En cualquier caso, con la rápida y gran expansión de la ciudad en el siglo XX, había que buscar otras formas de defensa que incluyeran las zonas históricamente desprotegidas y los nuevos barrios de la ciudad, y no sería fácil, ni barato. Sólo gracias a las dos grandes Exposiciones celebradas en Sevilla en 1929 y 1992, se pudo conseguir la inversión necesaria.

 

E2. Imágenes de inundaciones de Sevilla. Izquierda, el puente de San Telmo en 1947, y diversas instantáneas de la Torre del Oro y el Muelle de la Sal en 1947, 1900 y 1924. A la derecha otros sitios de la ciudad, como la Alameda de Hércules en 1947 y 1936,  la Estación de San Bernardo en 1961, o el campo del Betis en 1948 tras el desbordamiento del Tamarguillo.

 

Motivo de las inundaciones

Intervienen múltiples factores, algunos de ellos derivados de lo comentado anteriormente.

 

La escasa altura de la ciudad respecto al nivel del mar.

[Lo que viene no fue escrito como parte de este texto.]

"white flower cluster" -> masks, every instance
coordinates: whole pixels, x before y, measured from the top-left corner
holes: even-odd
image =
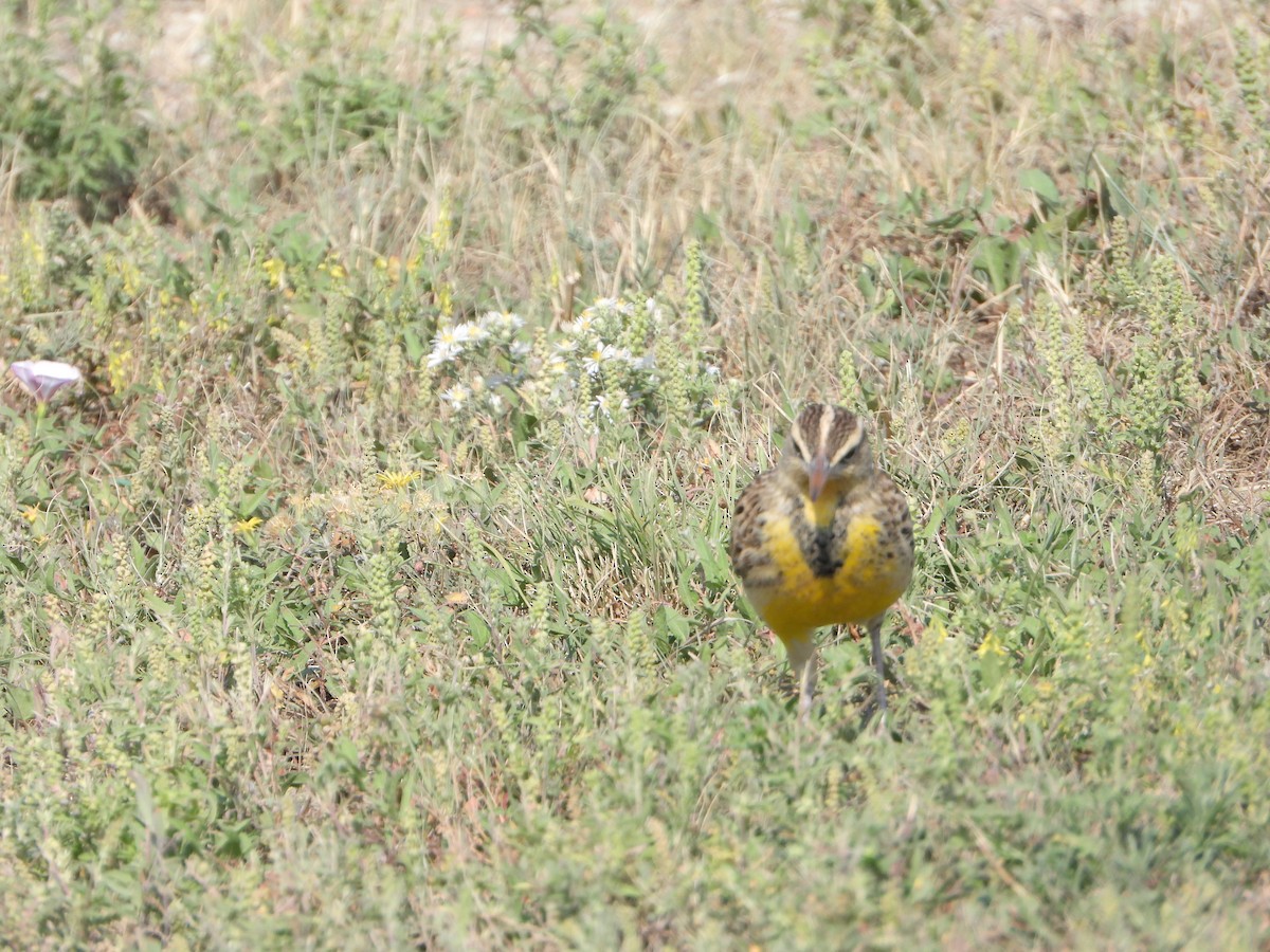
[[[458,321],[437,329],[428,354],[428,368],[453,363],[469,350],[486,343],[511,344],[525,320],[511,311],[489,311],[475,321]]]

Sevilla se encuentra sólo a 7m de media de altura respecto al nivel del mar, 4m en la Alameda de Hércules y menor en algunos arrabales de la ciudad, las crecidas del río superaban estas alturas con frecuencia.

 

La falta de pendiente del Bajo Guadalquivir, los meandros y las mareas.

El Guadalquivir a la salida de Sevilla, en la Punta del Verde, ya se encuentra prácticamente al mismo nivel del mar en su largo recorrido por las marismas hasta el Atlántico. Esta falta de pendiente, reduce su velocidad y favorece la formación de meandros, que aumentan la tortuosidad y el recorrido del río (P1, E3), van disminuyendo su profundidad por la sedimentación, dificultan la evacuación del agua y en las crecidas aumentan la posibilidad de desbordamientos. En el siglo XVIII la navegación estaba ya muy comprometida por este motivo, actuar sobre los meandros era un objetivo esencial para mantener la navegación, pero también para prevenir las inundaciones.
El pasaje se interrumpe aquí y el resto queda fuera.